The "pipeline bubbles" remark refers to the decoding unit of a processor needing to insert no-ops into the stream of a processing unit while it waits for some other value to become available (another processing unit is using it). For example, say you need to release some memory in a GC language, you would just drop the reference while the pipeline runs at full speed (leave it for the garbage collector to figure out). In an refcount situation, you need to decrease the refcount. Since more than one processing unit might be incrementing and decrementing this refcount at the same time, this can lead to a hot spot in memory where one processing unit has to bubble for a number of clock cycles until the other has finished updating it. If each refcount modify takes 8 clock cycles, then refcounting can never update the same value at more than once per 8 cycles. In extreme situations, the decoder might bubble all processing units except one while that refcount is updated.

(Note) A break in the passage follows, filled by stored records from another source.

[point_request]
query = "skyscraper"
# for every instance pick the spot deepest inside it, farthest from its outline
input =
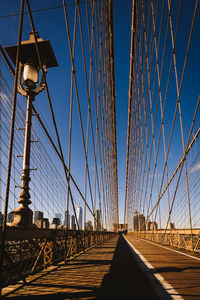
(98, 220)
(73, 224)
(79, 213)
(67, 218)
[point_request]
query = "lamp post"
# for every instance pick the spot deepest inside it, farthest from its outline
(29, 66)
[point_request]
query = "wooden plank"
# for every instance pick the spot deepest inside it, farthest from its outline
(179, 268)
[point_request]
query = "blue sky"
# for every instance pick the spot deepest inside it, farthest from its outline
(50, 25)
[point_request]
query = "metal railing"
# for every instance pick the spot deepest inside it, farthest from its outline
(28, 251)
(181, 239)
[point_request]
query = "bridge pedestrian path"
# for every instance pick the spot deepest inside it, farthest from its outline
(107, 271)
(177, 271)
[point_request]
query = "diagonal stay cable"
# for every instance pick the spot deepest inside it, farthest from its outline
(12, 131)
(49, 100)
(77, 98)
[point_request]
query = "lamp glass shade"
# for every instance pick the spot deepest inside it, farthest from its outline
(30, 76)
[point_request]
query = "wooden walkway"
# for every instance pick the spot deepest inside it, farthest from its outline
(178, 268)
(107, 271)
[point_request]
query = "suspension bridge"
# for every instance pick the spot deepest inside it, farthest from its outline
(99, 149)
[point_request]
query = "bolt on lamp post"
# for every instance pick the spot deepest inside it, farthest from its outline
(29, 65)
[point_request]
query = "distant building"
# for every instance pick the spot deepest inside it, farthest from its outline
(67, 219)
(88, 226)
(141, 223)
(10, 217)
(97, 222)
(45, 223)
(138, 222)
(79, 213)
(59, 216)
(152, 226)
(56, 221)
(123, 227)
(38, 218)
(73, 223)
(135, 221)
(1, 218)
(171, 226)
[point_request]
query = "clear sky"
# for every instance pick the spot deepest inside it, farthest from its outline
(50, 25)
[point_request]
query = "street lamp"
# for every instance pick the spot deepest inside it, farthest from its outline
(29, 66)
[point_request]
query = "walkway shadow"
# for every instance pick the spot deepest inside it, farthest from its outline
(174, 269)
(125, 279)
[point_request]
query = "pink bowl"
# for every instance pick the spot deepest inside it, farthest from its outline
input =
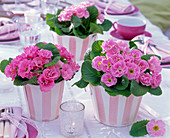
(130, 27)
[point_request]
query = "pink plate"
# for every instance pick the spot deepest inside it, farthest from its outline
(116, 34)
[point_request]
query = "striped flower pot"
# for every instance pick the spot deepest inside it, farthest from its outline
(44, 106)
(75, 45)
(114, 110)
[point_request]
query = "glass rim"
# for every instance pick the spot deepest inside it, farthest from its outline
(83, 106)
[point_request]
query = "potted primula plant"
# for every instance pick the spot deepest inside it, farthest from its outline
(76, 27)
(42, 69)
(119, 75)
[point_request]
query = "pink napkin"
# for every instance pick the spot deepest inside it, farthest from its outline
(8, 29)
(148, 46)
(115, 7)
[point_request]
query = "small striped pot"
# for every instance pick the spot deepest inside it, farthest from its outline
(114, 110)
(44, 106)
(75, 45)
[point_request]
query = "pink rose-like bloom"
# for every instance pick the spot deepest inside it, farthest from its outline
(96, 62)
(145, 79)
(154, 64)
(106, 64)
(45, 84)
(52, 72)
(135, 53)
(133, 71)
(45, 54)
(24, 68)
(156, 80)
(10, 71)
(118, 69)
(143, 64)
(108, 79)
(31, 51)
(67, 72)
(155, 128)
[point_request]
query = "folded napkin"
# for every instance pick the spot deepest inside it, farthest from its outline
(20, 127)
(115, 6)
(148, 46)
(8, 29)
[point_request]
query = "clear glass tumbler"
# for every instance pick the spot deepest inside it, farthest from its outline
(71, 118)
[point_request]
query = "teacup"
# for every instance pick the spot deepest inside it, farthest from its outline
(130, 27)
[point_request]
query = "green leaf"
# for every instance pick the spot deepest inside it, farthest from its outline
(156, 91)
(147, 57)
(94, 28)
(122, 84)
(3, 65)
(53, 62)
(24, 81)
(76, 21)
(89, 74)
(138, 89)
(106, 25)
(81, 83)
(37, 71)
(132, 45)
(114, 92)
(93, 12)
(139, 128)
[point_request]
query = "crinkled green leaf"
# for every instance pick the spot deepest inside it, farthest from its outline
(89, 74)
(76, 21)
(53, 62)
(122, 84)
(138, 89)
(156, 91)
(139, 128)
(81, 83)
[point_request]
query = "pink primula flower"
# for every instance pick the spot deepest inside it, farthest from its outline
(67, 72)
(96, 62)
(154, 64)
(45, 54)
(156, 80)
(133, 71)
(31, 51)
(106, 64)
(24, 68)
(108, 79)
(143, 64)
(52, 72)
(145, 79)
(10, 71)
(45, 84)
(118, 69)
(156, 128)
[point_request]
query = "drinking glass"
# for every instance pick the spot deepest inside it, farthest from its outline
(29, 29)
(71, 118)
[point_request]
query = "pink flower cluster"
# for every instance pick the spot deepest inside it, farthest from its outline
(77, 10)
(120, 60)
(34, 59)
(156, 128)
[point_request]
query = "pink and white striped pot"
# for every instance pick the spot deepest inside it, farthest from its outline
(114, 110)
(44, 106)
(75, 45)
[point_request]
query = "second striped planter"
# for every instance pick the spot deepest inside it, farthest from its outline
(114, 110)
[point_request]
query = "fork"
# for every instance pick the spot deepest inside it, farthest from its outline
(6, 128)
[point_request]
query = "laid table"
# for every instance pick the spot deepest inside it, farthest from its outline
(151, 106)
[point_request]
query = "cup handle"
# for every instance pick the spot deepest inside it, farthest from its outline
(114, 26)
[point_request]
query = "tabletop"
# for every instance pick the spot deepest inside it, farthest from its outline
(151, 106)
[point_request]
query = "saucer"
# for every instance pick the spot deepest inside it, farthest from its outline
(116, 34)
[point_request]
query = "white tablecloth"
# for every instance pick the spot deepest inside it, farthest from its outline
(92, 129)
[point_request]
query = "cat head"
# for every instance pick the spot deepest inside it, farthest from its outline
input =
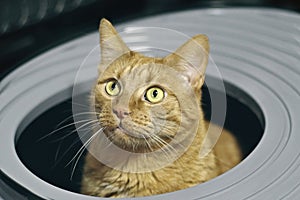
(143, 103)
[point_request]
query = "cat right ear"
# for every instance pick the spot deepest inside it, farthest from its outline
(111, 44)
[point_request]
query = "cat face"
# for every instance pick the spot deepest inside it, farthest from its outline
(141, 100)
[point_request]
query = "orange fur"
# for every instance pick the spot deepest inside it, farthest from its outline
(135, 72)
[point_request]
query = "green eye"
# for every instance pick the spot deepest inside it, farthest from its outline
(112, 88)
(154, 95)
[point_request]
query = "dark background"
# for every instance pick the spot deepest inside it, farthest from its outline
(30, 27)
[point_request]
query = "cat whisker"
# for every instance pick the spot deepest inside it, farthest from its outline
(81, 137)
(61, 128)
(79, 104)
(161, 146)
(81, 151)
(75, 115)
(148, 144)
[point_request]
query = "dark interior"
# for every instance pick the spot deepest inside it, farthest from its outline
(49, 157)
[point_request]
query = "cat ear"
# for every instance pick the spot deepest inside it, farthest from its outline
(111, 44)
(192, 59)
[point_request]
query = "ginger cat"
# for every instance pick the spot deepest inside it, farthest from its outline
(146, 105)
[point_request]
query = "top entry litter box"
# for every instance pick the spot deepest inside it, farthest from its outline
(261, 105)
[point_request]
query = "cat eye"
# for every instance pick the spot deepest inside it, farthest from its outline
(154, 95)
(112, 88)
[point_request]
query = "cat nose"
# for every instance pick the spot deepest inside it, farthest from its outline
(121, 112)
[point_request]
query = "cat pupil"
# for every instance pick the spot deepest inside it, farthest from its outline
(113, 86)
(155, 93)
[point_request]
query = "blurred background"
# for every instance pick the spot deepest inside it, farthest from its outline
(30, 27)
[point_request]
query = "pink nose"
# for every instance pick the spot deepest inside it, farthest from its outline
(121, 113)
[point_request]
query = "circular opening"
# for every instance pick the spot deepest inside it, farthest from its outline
(49, 148)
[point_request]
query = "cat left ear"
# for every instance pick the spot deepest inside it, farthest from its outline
(111, 44)
(191, 58)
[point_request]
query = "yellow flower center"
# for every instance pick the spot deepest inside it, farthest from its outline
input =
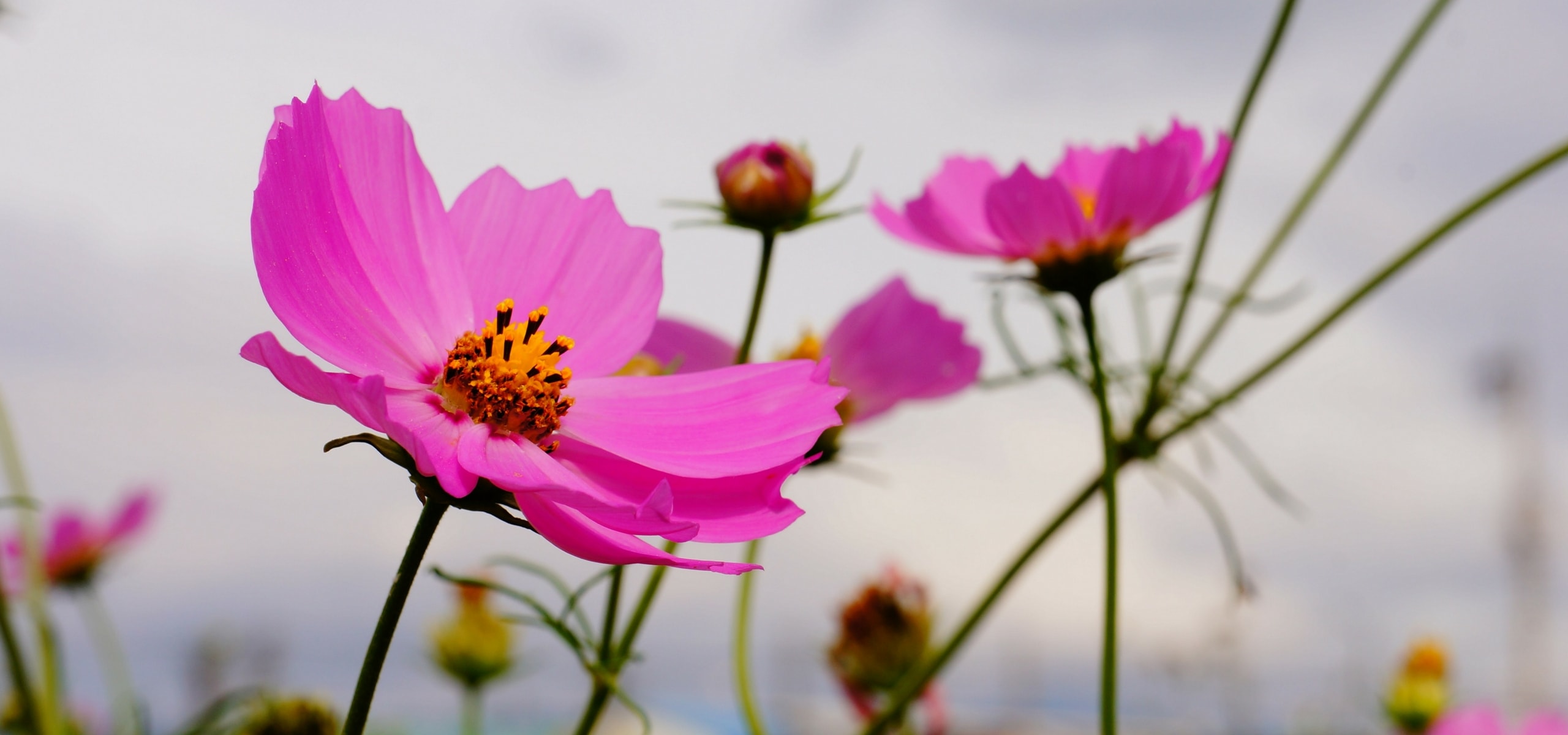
(507, 377)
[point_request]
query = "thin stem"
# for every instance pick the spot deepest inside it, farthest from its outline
(1308, 195)
(472, 710)
(1259, 71)
(916, 680)
(1374, 281)
(608, 668)
(748, 706)
(744, 355)
(1107, 486)
(48, 706)
(116, 669)
(382, 638)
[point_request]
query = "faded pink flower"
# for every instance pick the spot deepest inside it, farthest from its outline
(889, 349)
(416, 301)
(1485, 720)
(1074, 223)
(76, 545)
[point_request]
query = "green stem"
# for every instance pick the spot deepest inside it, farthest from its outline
(1107, 484)
(472, 710)
(1308, 195)
(748, 706)
(386, 626)
(744, 355)
(916, 680)
(48, 706)
(608, 666)
(116, 669)
(1374, 281)
(1191, 282)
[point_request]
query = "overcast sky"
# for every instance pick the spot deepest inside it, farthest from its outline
(129, 143)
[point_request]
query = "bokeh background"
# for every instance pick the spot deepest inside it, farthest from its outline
(129, 141)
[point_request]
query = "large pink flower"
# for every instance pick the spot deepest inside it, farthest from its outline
(886, 350)
(1485, 720)
(77, 545)
(1090, 206)
(366, 267)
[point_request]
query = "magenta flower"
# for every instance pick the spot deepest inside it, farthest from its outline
(1074, 223)
(1485, 720)
(77, 545)
(886, 350)
(366, 267)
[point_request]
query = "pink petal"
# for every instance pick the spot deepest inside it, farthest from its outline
(418, 422)
(311, 383)
(1479, 720)
(949, 215)
(521, 466)
(352, 242)
(725, 510)
(894, 347)
(548, 246)
(582, 538)
(1034, 215)
(687, 349)
(1545, 723)
(722, 422)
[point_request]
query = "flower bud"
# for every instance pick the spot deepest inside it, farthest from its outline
(766, 186)
(883, 633)
(290, 717)
(474, 646)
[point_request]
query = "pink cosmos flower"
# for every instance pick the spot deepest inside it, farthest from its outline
(1485, 720)
(1074, 223)
(886, 350)
(77, 545)
(416, 301)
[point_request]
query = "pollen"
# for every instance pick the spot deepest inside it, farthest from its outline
(508, 377)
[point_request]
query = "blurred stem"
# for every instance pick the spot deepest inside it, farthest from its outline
(608, 668)
(48, 706)
(1107, 486)
(386, 626)
(744, 355)
(748, 704)
(1373, 282)
(1303, 201)
(1153, 402)
(916, 680)
(472, 710)
(116, 669)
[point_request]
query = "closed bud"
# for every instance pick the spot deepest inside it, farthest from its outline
(472, 646)
(883, 633)
(290, 717)
(766, 186)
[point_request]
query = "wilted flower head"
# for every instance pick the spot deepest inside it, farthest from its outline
(1420, 692)
(883, 633)
(472, 646)
(886, 350)
(76, 545)
(483, 341)
(766, 186)
(1485, 720)
(273, 715)
(1074, 225)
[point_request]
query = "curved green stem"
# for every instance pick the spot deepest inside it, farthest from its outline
(386, 626)
(116, 669)
(1308, 195)
(1374, 281)
(1107, 486)
(748, 704)
(1191, 282)
(744, 355)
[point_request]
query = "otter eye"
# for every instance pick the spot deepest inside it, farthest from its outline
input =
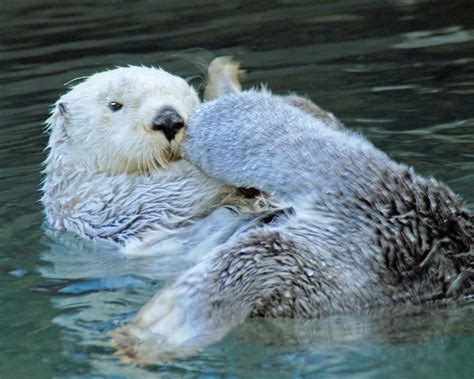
(114, 106)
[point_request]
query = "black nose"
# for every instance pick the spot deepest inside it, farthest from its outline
(169, 122)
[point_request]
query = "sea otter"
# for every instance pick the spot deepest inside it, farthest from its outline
(114, 174)
(358, 230)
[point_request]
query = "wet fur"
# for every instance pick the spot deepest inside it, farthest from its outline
(359, 230)
(110, 178)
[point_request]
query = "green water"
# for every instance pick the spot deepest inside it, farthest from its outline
(401, 71)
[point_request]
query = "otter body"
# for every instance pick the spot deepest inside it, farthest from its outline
(359, 230)
(114, 173)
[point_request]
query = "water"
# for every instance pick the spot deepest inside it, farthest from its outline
(401, 71)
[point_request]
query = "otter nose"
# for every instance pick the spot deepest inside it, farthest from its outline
(169, 122)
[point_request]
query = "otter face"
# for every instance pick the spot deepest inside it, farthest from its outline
(126, 120)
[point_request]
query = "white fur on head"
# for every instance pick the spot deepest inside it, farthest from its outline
(89, 133)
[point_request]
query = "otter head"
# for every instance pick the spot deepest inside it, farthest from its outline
(127, 120)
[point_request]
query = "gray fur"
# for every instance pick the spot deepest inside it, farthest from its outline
(362, 231)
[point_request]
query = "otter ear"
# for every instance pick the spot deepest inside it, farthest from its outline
(56, 123)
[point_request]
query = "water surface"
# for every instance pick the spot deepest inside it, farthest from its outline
(401, 71)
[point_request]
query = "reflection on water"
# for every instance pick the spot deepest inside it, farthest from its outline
(400, 71)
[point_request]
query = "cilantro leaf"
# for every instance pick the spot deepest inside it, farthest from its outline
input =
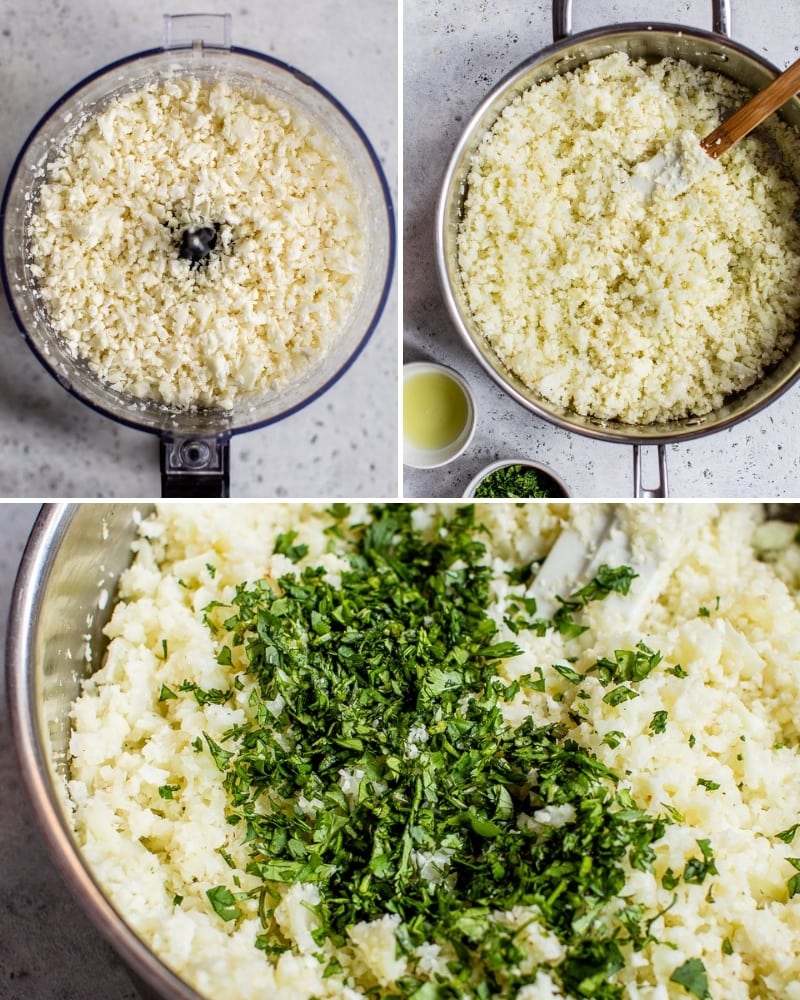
(693, 978)
(224, 902)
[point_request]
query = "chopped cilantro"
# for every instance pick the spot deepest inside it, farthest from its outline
(516, 481)
(224, 902)
(211, 696)
(696, 869)
(568, 673)
(378, 698)
(619, 694)
(793, 884)
(284, 545)
(693, 978)
(658, 724)
(166, 693)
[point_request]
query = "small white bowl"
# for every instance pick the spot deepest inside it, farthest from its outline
(553, 483)
(420, 457)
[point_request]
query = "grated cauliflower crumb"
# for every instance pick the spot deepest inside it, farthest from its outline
(182, 155)
(611, 305)
(721, 612)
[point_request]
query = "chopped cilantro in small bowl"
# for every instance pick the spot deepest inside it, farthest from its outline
(514, 479)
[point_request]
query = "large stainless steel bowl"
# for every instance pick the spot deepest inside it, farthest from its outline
(195, 440)
(712, 50)
(61, 602)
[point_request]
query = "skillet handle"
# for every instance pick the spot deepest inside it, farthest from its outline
(562, 18)
(195, 467)
(662, 488)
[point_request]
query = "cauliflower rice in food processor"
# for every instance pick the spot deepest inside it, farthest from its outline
(343, 753)
(614, 305)
(152, 311)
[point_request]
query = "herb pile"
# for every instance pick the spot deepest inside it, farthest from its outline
(388, 677)
(517, 482)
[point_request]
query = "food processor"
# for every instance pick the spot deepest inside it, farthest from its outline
(194, 441)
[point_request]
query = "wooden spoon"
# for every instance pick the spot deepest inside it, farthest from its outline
(754, 112)
(676, 167)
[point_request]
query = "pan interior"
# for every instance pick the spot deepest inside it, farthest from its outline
(653, 43)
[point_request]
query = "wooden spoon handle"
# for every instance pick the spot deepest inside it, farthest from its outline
(754, 112)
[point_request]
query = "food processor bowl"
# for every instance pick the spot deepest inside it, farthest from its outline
(194, 440)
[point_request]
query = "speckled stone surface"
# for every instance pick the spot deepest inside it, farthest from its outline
(455, 51)
(343, 444)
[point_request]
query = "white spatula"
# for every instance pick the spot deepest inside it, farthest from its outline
(609, 536)
(680, 163)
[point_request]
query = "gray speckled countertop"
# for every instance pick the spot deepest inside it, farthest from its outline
(454, 53)
(342, 444)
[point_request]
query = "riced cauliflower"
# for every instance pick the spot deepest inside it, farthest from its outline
(689, 700)
(121, 203)
(615, 306)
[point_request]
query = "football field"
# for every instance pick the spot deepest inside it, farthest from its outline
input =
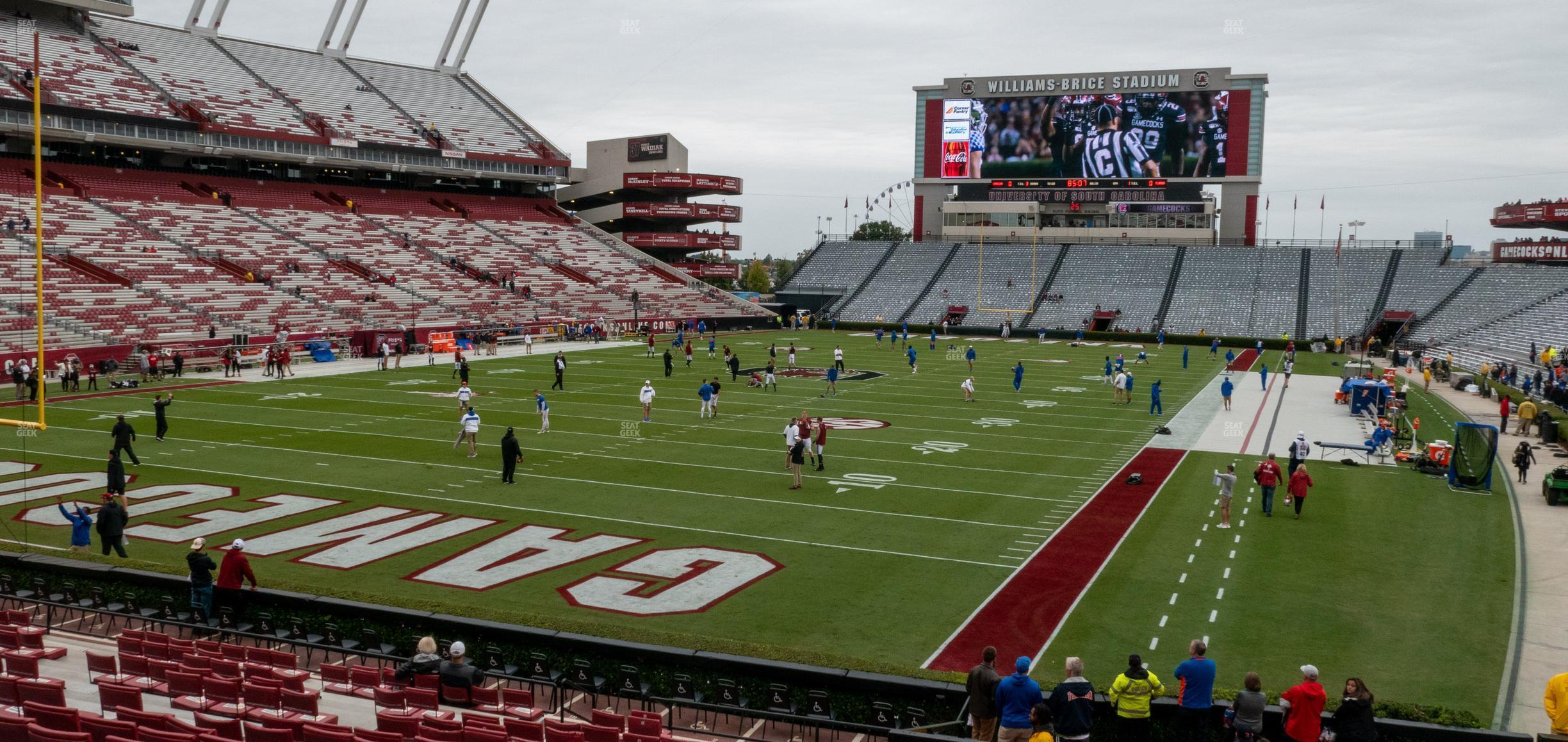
(684, 531)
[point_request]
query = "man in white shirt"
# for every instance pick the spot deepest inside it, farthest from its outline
(646, 397)
(471, 432)
(791, 436)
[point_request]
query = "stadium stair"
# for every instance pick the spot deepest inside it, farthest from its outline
(1448, 300)
(1302, 294)
(1376, 314)
(1051, 280)
(1170, 288)
(877, 268)
(88, 268)
(927, 288)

For the last few decades the industry has generally believed that GC lets code run faster, although it has drawbacks in terms of being wasteful with memory and unsuitable for hard-realtime code. Refcounting has been thought inferior, although it hasn't stopped the Python folks and others from being successful with it. It sounds like Apple uses refcounting as well and has found a way to improve refcounting speed, which usually means some sort of specific silicon improvement.

I'd speculate that moving system memory on-chip wasn't just for fewer chips, but also for decreasing memory latency. Decreasing memory latency by having a cpu cache is good, but making all of ram have less latency is arguably better. They may have solved refcounting hot spots by lowering latency for all of ram.

From Apple's site:

"M1 also features our unified memory architecture, or UMA. M1 unifies its high-bandwidth, low-latency memory into a single pool within a custom package. As a result, all of the technologies in the SoC can access the same data without copying it between multiple pools of memory." That is paired with a diagram that shows the cache hanging off the fabric, not the CPU.

That says to me that, similar to how traditionally the cpu and graphics card could access main memory, now they have turned the cache from a cpu-only resource into a shared resource just like main memory. I wonder if the GPU can now update refcounts directly in the cache? Is that a thing that would be useful?